Keeping the lights on

Amidst reports of our increasingly threadbare safety cushion between supply and demand of energy, James Porter, Sales Director at Remeha Commercial, examines the role of the condensing boiler in improving our energy efficiency and helping keep the lights on across the UK.

Scared of the dark? If the thought of the lights going out across the UK makes you nervous, one option is to make sure you have stocked up on candles and torches by January 11, or whenever you read this article. This, according to the National Grid, is the date when the gap between Britain’s energy needs and supply is at its very thinnest. Or, if you want to effect real change, actively avoid wasting energy in the first place. For whilst as we look to generate energy from renewable sources, it is equally important we reduce our energy usage wherever possible. Heating, which is accountable for almost half of a building’s total energy consumption, offers huge potential for efficiency savings. And when it comes to the UK’s large proportion of energy inefficient buildings, high efficiency condensing boilers top the list of practical, cost-effective retrofit solutions for immediate, substantial energy and carbon savings.

Why waste when you can save?

Improving our energy efficiency is pivotal to achieving a more sustainable future. Some 80% of UK properties currently depend on gas for heating with commercial boiler plant providing the heating for a significant percentage of our non-domestic buildings. If the boilers are inefficient, that’s a huge unnecessary waste of energy and finances. The Carbon Trust estimates that organisations stand to achieve energy and carbon savings in the region of 30 per cent simply by replacing any inefficient boilers with high efficiency condensing boilers. This is a conservative estimate: our own data points to savings as high as fifty per cent dependent on the building and the existing heating system in place. With their ultra-low NOx emissions, condensing boilers can also help create cleaner air, reducing allergies and respiratory conditions and improving health and well-being, all of which produces a more comfortable and productive working environment.

Achieving higher efficiencies

Condensing boilers are capable of achieving between 10 to 12 per cent higher efficiencies than non-condensing boilers due to their ability to recover both the sensible and latent heat from the flue gases, energy which is otherwise wasted by conventional boilers. Condensing boilers installed in a well-designed system allow us to use energy more effectively and more efficiently. On a national level, this helps us protect our energy security; for individual businesses and organisations, the relatively low initial investment of condensing boilers combined with lower gas prices offers a fast track to more affordable energy costs.

Smart system design is, of course, crucial to achieving the higher efficiencies. For continuous condensing to take place, the boiler return water must be at or below the dew point of the flue gases, which occurs around 54°C. On older heating systems sized on higher flow and return temperatures (typically 82/71°C), design where possible to promote lower return temperatures or add the appropriate weather compensated controls to maximise continuous condensing and ensure efficient use of the energy input.

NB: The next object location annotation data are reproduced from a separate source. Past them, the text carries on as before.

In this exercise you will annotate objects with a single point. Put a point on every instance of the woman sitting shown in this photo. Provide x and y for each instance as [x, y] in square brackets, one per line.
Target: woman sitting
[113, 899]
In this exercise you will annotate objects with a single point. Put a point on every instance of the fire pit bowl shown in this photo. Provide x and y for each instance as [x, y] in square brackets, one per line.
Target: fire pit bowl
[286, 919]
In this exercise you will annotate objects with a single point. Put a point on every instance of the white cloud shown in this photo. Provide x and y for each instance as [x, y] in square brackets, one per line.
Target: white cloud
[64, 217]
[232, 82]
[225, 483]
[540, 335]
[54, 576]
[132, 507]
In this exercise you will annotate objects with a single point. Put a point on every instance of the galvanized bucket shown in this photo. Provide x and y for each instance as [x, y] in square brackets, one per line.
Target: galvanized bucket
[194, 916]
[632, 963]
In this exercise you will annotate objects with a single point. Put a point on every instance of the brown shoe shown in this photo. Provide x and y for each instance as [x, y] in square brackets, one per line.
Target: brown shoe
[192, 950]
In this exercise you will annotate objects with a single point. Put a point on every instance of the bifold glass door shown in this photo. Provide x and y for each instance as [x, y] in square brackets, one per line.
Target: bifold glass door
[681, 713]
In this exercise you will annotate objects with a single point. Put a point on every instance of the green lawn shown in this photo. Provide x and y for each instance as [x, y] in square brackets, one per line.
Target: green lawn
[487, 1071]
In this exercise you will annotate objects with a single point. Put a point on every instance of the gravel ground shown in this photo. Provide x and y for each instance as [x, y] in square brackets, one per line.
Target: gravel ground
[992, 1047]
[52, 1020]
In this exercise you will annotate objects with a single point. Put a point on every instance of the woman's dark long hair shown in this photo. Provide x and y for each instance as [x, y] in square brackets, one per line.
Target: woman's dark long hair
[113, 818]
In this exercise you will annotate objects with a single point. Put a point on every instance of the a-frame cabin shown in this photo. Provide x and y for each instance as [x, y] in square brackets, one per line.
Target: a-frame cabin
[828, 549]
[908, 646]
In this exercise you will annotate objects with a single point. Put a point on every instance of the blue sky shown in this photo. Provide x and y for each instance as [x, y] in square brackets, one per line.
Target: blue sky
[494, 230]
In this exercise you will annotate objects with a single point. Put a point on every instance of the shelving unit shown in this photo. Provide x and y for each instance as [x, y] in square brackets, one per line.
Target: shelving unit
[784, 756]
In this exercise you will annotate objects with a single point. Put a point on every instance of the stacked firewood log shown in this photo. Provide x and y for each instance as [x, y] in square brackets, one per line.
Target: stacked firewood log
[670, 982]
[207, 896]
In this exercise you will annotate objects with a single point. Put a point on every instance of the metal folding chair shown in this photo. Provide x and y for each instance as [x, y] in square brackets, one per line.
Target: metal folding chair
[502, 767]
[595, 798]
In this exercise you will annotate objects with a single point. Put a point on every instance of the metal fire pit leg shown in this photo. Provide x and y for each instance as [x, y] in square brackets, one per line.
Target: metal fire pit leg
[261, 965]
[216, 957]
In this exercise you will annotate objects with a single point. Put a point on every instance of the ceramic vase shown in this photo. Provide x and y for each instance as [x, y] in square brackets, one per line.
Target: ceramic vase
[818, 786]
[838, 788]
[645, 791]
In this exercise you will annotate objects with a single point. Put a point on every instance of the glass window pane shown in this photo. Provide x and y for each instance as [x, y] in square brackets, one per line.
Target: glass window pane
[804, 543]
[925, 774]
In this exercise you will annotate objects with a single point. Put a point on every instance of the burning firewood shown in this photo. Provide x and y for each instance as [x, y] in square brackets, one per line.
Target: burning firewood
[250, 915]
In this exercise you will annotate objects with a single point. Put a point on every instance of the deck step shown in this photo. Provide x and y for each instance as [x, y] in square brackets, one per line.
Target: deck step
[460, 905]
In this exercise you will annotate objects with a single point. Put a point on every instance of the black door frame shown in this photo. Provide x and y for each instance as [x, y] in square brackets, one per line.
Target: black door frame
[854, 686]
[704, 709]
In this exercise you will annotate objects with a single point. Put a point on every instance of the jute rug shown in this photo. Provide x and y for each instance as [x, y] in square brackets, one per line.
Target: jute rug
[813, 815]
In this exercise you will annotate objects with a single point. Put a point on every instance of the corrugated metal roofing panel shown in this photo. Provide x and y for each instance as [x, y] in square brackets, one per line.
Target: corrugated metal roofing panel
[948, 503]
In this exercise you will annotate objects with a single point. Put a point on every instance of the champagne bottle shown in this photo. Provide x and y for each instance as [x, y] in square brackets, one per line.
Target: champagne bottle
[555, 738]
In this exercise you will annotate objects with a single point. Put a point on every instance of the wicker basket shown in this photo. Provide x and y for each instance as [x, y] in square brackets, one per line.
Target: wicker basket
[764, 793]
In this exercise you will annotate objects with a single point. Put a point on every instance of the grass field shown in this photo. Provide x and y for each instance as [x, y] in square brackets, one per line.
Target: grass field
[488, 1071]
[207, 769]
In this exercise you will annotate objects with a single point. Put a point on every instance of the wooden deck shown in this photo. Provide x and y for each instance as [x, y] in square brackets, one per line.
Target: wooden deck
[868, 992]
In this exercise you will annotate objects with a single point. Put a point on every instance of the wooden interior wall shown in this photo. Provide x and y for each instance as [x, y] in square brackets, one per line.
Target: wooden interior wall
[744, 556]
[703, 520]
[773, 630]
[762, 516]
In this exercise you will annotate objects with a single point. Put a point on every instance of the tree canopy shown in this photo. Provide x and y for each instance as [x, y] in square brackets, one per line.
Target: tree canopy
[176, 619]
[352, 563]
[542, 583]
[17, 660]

Alternatively, perhaps the simplest means of achieving continuous condensing on older heating systems is to install a full-time condensing boiler that, by incorporating passive flue gas heat recovery technology, can recover any waste energy and transfer it back through a Plate Heat Exchanger (PHE) for cold water preheat. This enables full-time condensing boilers to operate at 100 per cent efficiency regardless of flow and return temperatures or boiler load.

Maximising savings

Consider also installing multiple boilers in cascade operation and adding a sequential control. Operating multiple boilers in sequence facilitates wider output modulation, allowing the boilers to match more accurately the heat demand of the building. The boilers therefore operate more efficiently and for longer, resulting in maintenance and operational cost savings.

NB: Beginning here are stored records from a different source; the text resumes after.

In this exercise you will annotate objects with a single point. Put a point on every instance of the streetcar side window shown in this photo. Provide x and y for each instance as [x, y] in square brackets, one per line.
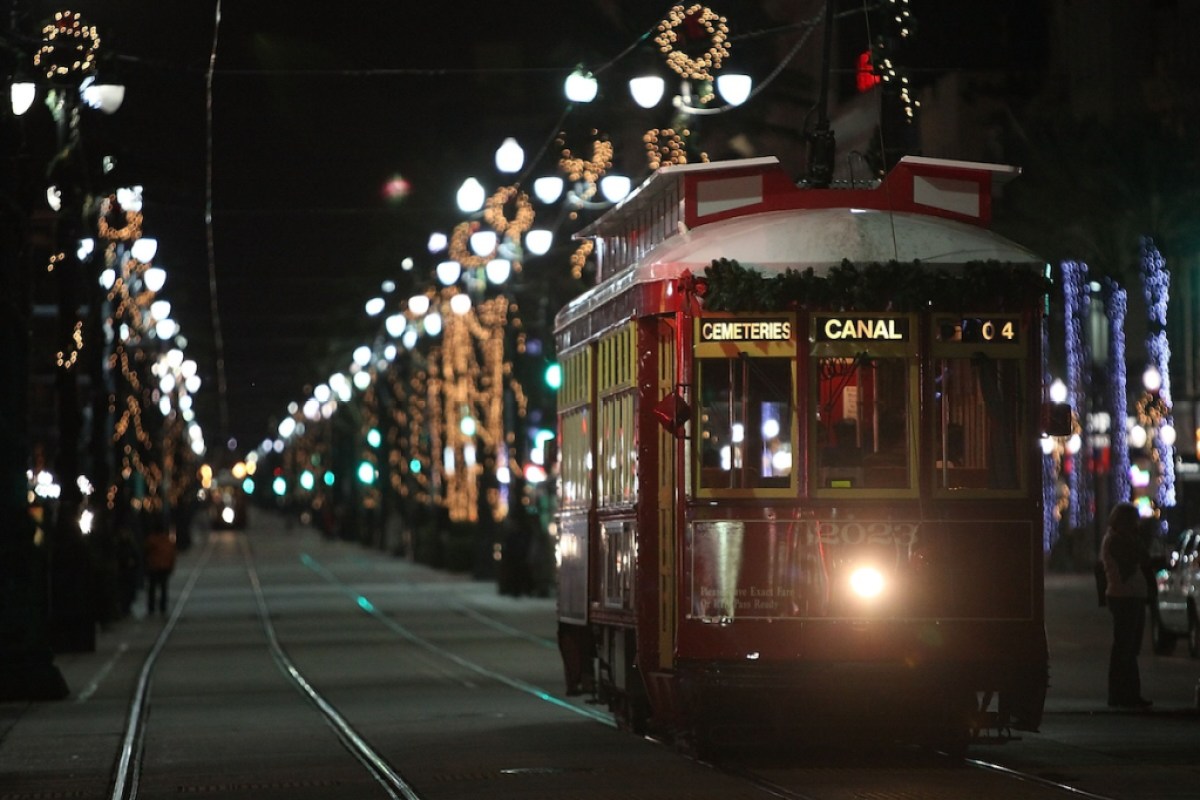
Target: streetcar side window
[745, 422]
[978, 403]
[863, 423]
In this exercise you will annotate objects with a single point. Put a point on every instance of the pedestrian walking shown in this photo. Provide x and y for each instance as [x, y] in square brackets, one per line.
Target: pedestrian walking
[1126, 558]
[160, 551]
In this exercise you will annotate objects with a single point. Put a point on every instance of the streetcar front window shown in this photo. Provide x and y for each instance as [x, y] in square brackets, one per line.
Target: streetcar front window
[745, 422]
[978, 402]
[863, 423]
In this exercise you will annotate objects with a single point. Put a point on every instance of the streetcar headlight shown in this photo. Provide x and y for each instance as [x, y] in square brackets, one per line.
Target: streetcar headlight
[867, 582]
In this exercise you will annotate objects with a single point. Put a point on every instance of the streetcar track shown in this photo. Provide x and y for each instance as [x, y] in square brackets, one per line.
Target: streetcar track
[371, 609]
[759, 781]
[379, 769]
[127, 770]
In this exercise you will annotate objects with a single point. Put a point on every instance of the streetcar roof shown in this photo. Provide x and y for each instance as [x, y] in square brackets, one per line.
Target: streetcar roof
[682, 218]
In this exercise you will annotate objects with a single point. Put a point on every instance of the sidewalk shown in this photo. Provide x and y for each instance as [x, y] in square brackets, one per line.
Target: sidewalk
[1079, 632]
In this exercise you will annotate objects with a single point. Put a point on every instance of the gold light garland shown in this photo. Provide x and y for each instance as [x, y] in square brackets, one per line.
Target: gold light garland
[522, 218]
[67, 46]
[69, 360]
[700, 68]
[580, 258]
[666, 148]
[586, 169]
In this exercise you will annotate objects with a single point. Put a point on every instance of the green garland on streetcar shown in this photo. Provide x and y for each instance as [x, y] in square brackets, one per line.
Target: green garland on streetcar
[901, 287]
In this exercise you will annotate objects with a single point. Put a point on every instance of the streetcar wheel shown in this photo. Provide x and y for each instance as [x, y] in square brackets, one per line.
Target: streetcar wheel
[1159, 638]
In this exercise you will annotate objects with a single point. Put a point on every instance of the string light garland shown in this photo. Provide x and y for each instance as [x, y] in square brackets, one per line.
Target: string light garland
[666, 148]
[523, 214]
[701, 19]
[64, 360]
[1116, 311]
[580, 258]
[459, 248]
[1156, 287]
[69, 46]
[1077, 301]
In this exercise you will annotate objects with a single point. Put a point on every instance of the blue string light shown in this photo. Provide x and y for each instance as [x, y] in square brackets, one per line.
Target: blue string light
[1075, 306]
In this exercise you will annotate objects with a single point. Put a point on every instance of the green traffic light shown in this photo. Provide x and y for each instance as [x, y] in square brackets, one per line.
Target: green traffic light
[553, 376]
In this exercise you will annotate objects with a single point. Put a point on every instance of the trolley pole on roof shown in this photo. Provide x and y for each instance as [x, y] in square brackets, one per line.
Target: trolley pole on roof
[821, 140]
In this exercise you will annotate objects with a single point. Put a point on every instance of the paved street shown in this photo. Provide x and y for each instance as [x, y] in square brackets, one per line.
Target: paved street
[457, 690]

Plant rooms come in all shapes and sizes and their irregular features can present a challenge when it comes to system design – which can in turn have an impact on the budget. Well-designed cascade systems offer contractors a number of design installation options to accommodate these restrictions.  A more recent innovation is the bespoke rig system service introduced by enlightened manufacturers to support consultants in overcoming plant room limitations and tight deadlines. These rigs are designed and manufactured to meet the exact requirements of each individual project so that they can be installed in a fraction of the time. This solution is particularly beneficial for organisations restricted to a small window of time in which to carry out refurbishment projects.

Heating for the future

Whether the sole provider of heat or installed as a backup alongside renewable energy technologies such as gas absorption heat pumps and Combined Heat and Power (CHP) units, condensing boilers offer a practical, affordable, flexible solution to cleaner, energy-efficient heating today and tomorrow.

The government has identified gas as an important source in our future energy mix. Condensing technology allows us to use this clean burning fuel more effectively and sparingly to achieve lower greenhouse gas emissions, significant energy and cost savings, and improved energy security. As pioneers of condensing technology, we at Remeha Commercial look forward to working alongside consultants and contractors to support organisations with reliable, cost-effective, energy-efficient solutions that will play their part in keeping the lights on this winter.